Just a tip from a fabricator, when tapping holes just use a drill bit, plenty of drill bit to tap charts online.
wow, you posted this exactly at 00:00. HAPPY NEW YEAR!
love your video, just be careful! that flywheel can easily hurt you, I have seen someone lost a leg with his flywheel project just be careful man and Happy new year
They have taper taps and tap magic to make it easier. Also the tap handles have countersink in the back so you can hold it straight with a center. Most common tool a home maker would have is a drill press and vise to do it that way
This is one of my favourite 3D printing projects. It's really interesting seeing which components can survive being plastic and which ones need to be upgraded to metal.
I've made airtight vaccum sensors on a cheap fdm 3d printer.... ABS + acetone vapour melts it together. Also solid infill. Dimensionally you'll loose tolerance by a lot because you need it to start looking really smooth. Also it can take days to weeks for the acetone to fully come out of the part. Melting it shows bubbling even after days I found.
spray the cylinder casing with flex seal and that should take care of your leaking issue
Dip your 3d print in resin, great waterproofing. Takes a bit of to and fro to get the tolerance, but works
It's remarkable how you've straddled the line of doing things correctly and sketchy
The fact alone that it’s running even for a short time is impressive! Love this project :)
It's cool u kinda hotrodded your own motor before you even finished building it lol. That's kinda epic. Shaved off some weight. It *should* be enough. And when it's purring it should have a tiny bit of extra pep behind it.
Such a cool project.
Your channel is really underrated
I am very proud of your build
Thanks!
I'm happy I keep tuning into this, seeing that engine kick on was so satisfying.
THE KING IS BACK!
Great video keep up the work pal! I want to see that engine running for atleast 30 seconds
You could use a resin to seal the prints. I have done it before. I did it in many ways. You could seal the outside by just coating it.
But I have also had success with using a non closing infill and a little nub that you can later drill a hole in. Then you have access to the inside and you can fill the printed part with resin. If you put the part together with all the stresses applies and the fill it the resin will seal the same holes as where the water would leave. This would also be done by pressurizing the fill port to push the resin through the cracks. Polyurethane would be a good option as it has some flex to it
I have been waiting for this video FOREVER. I would check my phone countless times a day!!!! TYSM!!!!!!!
Been here since the first 3d printed engine glad to see this outcome I can’t wait to see the next video!!
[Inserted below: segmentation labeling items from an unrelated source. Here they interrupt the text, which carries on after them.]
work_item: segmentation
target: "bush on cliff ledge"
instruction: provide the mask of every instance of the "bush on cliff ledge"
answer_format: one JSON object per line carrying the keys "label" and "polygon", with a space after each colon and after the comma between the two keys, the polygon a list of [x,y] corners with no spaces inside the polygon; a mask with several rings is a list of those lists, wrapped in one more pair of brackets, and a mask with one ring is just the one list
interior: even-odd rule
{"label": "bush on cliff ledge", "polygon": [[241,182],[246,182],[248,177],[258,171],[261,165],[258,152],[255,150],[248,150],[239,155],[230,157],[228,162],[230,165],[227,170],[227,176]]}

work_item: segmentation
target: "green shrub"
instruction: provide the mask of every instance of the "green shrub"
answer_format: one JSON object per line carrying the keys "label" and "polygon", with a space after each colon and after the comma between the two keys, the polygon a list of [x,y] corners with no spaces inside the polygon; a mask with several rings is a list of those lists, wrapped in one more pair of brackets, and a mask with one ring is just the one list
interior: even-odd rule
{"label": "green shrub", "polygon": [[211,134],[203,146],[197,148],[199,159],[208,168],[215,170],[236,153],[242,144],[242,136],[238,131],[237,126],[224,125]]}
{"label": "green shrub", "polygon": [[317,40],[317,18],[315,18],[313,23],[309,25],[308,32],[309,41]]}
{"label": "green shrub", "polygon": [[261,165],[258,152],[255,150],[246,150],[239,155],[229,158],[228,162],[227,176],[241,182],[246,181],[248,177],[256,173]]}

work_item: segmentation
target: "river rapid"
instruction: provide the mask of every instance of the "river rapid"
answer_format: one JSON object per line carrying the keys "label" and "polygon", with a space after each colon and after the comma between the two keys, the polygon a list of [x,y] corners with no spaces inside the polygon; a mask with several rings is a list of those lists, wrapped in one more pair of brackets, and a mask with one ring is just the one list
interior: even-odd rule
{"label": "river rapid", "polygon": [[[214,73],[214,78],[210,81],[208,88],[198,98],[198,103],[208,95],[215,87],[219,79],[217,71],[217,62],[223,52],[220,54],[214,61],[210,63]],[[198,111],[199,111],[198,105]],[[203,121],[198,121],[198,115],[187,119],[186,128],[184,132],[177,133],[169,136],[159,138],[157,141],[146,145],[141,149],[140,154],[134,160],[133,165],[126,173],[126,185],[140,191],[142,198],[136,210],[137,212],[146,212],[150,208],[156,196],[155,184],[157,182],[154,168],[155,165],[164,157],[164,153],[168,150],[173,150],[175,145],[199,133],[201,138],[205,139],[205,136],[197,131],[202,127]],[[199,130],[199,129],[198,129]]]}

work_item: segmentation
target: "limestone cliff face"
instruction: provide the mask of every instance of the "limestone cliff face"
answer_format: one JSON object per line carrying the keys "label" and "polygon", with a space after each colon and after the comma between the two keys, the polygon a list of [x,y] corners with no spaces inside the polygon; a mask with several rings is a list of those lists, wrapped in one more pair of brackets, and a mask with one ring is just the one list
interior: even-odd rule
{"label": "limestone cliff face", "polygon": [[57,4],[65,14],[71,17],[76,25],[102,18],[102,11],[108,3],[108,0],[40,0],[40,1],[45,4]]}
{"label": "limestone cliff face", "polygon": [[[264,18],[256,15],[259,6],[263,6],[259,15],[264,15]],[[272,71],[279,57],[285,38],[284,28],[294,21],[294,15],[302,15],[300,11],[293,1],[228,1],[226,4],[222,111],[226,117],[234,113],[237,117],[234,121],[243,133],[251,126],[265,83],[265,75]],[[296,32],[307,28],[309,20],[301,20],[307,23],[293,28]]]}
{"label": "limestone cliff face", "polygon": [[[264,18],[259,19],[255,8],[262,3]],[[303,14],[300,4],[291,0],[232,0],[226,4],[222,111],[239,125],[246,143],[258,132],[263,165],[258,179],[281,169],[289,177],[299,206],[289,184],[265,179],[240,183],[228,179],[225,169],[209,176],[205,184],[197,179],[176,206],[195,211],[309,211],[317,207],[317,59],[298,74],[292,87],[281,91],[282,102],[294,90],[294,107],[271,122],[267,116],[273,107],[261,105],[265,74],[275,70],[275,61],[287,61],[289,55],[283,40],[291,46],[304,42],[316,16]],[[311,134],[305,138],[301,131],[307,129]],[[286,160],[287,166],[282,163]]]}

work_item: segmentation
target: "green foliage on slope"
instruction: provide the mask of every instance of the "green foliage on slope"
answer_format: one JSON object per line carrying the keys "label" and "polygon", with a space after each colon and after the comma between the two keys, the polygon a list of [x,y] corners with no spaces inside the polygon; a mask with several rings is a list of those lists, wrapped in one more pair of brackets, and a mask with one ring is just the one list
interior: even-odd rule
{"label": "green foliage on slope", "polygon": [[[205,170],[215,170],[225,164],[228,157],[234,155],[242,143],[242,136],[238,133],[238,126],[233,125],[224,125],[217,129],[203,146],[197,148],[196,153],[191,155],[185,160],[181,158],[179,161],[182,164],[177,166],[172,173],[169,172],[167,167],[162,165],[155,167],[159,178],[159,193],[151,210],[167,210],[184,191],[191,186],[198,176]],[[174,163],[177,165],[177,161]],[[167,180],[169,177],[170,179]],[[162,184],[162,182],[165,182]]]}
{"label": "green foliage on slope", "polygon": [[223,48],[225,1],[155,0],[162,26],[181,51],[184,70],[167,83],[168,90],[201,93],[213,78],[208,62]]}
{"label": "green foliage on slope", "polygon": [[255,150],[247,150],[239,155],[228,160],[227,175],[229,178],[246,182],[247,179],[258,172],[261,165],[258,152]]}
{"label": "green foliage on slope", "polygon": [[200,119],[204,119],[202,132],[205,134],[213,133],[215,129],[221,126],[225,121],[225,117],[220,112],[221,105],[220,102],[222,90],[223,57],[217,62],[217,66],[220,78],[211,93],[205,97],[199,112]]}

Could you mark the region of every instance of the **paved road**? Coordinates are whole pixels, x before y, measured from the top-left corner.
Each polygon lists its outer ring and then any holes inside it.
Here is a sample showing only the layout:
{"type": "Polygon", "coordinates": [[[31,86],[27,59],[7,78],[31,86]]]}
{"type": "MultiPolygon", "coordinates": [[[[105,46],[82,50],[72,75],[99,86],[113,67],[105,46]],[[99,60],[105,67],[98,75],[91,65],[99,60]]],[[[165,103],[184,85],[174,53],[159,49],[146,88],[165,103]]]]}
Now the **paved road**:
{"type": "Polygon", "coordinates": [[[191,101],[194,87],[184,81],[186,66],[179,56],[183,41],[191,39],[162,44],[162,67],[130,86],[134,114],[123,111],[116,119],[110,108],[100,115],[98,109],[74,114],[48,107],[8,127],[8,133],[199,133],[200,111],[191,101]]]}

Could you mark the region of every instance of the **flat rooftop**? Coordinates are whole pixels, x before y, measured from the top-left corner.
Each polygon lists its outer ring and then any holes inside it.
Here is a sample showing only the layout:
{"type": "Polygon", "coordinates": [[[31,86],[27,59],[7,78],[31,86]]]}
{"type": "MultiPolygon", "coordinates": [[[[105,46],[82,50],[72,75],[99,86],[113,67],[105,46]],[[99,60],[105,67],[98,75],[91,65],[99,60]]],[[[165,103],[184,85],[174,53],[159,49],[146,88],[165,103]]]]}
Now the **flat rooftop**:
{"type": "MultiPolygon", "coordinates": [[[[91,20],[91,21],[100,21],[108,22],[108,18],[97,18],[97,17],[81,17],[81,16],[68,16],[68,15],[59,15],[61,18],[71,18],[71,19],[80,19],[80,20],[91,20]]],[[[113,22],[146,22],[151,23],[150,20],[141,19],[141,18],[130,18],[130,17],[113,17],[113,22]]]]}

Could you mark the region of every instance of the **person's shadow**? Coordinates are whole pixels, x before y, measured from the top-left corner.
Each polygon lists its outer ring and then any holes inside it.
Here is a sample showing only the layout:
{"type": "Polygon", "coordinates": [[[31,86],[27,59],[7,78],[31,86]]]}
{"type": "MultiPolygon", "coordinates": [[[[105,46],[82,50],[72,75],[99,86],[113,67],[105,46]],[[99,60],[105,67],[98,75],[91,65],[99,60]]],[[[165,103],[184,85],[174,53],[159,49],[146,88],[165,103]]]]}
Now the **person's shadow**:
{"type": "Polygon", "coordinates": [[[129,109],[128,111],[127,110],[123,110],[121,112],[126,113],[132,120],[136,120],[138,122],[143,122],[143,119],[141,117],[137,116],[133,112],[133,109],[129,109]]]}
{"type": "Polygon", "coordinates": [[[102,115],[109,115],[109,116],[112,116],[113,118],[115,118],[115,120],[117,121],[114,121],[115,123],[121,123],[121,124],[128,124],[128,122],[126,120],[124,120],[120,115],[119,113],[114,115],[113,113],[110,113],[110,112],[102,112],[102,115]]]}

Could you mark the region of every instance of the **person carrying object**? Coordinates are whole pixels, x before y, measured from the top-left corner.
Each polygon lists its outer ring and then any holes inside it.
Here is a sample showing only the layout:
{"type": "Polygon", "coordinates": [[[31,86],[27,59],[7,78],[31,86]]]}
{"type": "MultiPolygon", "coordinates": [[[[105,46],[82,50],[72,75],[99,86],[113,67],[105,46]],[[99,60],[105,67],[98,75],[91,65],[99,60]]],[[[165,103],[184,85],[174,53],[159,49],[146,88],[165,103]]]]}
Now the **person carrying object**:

You did a great job man! From plastic and JB weld to a fully functional engine. 🤔
That's something to be proud of
I am building, well trying to build, a working a working Engima machine from 3D printing and you quickly learn the limitations of plastic. If I ever get it working I will probably look at redoing some parts in 3D printed metals.
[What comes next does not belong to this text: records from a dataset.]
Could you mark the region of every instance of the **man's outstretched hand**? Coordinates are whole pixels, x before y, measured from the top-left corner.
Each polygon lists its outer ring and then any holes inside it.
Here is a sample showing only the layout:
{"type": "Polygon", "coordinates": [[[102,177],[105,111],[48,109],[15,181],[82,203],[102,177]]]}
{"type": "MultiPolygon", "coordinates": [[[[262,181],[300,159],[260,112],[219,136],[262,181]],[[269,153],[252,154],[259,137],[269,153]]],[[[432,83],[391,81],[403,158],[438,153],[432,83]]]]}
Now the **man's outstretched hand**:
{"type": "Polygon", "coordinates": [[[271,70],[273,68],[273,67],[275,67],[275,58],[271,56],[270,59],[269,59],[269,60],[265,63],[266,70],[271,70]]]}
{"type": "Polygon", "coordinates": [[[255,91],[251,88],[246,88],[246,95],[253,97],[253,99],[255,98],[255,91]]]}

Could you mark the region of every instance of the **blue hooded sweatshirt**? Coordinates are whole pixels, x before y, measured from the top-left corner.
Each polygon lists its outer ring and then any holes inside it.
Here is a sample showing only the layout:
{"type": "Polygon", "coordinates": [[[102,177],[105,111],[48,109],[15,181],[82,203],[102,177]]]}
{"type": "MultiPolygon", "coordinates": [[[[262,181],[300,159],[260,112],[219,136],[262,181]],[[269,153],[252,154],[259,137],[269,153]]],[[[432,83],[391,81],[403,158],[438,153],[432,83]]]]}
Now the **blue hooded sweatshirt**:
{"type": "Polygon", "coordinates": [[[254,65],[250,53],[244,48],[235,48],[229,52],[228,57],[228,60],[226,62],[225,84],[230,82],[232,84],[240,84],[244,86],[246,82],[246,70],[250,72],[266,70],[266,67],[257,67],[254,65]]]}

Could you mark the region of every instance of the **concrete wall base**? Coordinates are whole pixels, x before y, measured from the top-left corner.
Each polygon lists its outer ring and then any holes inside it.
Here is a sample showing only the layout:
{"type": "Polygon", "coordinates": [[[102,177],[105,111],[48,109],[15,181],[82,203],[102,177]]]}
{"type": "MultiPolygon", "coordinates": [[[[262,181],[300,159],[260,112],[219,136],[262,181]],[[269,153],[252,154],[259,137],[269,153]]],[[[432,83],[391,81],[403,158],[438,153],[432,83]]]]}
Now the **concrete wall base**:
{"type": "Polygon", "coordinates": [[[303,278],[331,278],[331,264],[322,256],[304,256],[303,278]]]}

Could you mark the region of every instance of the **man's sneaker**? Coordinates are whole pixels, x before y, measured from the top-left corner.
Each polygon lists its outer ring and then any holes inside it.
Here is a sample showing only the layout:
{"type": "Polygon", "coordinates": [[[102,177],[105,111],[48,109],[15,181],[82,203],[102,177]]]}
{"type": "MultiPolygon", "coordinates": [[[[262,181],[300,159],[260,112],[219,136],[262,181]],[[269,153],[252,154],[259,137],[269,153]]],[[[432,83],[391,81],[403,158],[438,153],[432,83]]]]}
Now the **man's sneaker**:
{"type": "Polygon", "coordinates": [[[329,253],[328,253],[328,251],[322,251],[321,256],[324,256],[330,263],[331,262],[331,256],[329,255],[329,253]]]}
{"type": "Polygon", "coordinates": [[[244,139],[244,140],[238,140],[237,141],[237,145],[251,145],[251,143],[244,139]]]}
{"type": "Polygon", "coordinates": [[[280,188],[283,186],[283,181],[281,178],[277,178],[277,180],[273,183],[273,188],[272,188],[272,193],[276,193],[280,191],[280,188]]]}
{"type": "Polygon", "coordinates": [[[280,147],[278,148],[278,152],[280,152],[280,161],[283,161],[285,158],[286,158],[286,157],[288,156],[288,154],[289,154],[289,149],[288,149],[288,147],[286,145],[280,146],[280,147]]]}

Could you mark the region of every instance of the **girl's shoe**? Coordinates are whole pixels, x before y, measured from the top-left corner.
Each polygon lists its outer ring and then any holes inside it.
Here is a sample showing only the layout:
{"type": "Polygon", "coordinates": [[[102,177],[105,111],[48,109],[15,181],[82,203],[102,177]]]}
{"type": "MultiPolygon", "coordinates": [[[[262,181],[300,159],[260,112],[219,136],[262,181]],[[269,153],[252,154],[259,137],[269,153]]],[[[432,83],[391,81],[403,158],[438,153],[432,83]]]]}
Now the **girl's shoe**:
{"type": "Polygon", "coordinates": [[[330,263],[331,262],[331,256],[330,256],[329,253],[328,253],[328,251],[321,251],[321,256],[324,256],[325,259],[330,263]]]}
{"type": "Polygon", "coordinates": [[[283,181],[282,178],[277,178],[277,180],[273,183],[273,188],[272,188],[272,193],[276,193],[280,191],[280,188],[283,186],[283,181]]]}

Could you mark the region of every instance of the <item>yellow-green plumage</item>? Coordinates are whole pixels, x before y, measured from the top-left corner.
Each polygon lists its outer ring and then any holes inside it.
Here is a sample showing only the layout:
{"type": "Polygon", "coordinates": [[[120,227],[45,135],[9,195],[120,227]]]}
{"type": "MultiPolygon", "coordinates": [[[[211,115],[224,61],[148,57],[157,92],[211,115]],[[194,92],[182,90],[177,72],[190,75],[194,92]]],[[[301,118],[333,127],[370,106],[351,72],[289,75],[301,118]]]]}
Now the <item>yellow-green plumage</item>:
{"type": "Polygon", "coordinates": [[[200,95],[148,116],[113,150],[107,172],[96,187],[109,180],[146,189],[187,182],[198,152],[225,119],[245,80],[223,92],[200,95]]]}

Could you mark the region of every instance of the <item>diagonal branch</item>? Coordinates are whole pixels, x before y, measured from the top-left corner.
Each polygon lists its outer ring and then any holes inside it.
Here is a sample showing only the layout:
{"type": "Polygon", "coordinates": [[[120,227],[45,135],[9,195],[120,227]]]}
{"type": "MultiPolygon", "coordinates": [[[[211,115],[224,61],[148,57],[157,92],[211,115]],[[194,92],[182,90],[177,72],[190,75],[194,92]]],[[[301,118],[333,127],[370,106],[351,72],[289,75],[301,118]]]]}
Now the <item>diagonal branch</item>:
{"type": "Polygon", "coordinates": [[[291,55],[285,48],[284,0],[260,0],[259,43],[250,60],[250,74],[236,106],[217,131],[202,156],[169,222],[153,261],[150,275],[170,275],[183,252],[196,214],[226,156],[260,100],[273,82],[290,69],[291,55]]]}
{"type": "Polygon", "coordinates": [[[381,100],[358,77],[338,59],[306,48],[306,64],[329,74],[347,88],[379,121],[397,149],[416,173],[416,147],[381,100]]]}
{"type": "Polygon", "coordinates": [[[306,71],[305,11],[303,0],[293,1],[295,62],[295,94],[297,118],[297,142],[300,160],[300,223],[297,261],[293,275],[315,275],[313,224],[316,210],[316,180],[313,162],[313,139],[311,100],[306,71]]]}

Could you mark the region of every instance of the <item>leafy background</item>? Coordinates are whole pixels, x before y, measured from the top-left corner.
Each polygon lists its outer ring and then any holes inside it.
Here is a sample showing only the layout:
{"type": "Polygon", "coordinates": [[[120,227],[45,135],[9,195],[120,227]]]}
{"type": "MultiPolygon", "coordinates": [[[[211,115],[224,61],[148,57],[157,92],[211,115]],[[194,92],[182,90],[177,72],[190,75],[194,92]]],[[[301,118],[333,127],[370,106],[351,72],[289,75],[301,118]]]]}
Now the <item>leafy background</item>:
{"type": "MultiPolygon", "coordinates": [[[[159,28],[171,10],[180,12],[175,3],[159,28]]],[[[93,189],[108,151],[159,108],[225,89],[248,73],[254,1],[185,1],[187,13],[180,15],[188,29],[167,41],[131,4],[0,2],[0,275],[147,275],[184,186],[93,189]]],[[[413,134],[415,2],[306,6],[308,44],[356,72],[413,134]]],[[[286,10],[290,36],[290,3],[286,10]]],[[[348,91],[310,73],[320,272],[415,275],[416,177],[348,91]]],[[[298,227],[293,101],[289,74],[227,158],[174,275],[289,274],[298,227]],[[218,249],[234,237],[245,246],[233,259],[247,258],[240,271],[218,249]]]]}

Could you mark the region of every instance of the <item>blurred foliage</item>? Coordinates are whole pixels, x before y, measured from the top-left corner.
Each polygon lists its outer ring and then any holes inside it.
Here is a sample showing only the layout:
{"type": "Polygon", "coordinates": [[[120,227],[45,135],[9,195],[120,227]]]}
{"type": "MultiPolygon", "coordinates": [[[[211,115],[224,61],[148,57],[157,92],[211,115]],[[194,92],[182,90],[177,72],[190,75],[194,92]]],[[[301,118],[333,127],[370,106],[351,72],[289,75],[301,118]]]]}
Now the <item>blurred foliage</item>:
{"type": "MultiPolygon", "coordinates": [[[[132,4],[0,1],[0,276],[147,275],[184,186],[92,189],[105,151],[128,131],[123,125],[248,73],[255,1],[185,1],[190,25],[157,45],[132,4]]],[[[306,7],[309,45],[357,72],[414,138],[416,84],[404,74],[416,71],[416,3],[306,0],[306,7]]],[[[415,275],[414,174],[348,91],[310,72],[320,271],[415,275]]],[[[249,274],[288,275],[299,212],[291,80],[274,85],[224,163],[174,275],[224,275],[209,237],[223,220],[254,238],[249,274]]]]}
You should change the name from 3d printing a gas engine to building a gas engine from whatever i can find laying around my workshop! I love this series and im just kidding about the name. Cheap prototyping is definitely the only way to go and I hope by the end of it seeing a full metal 3d printed engine that can run for hours would be so awesome!
Before running a tap through a tite hole, use a reamer. It's in general a good idea to have a reamer for the size the tap requires anyways, so do that for future stuff. Drilling a hole for a tap isn't enough.
Sounds like you need to tune the carb; it's idle is a bit low. Through some trial and error, you can adjust the air-fuel mixture at idle. And then tune the throttle from there. Great work!
Absolutly amazing, cant wait to see one powering something like a bicycle or gokart
Great video. something interesting to look into. Gas has a different ignition timing to gasoline.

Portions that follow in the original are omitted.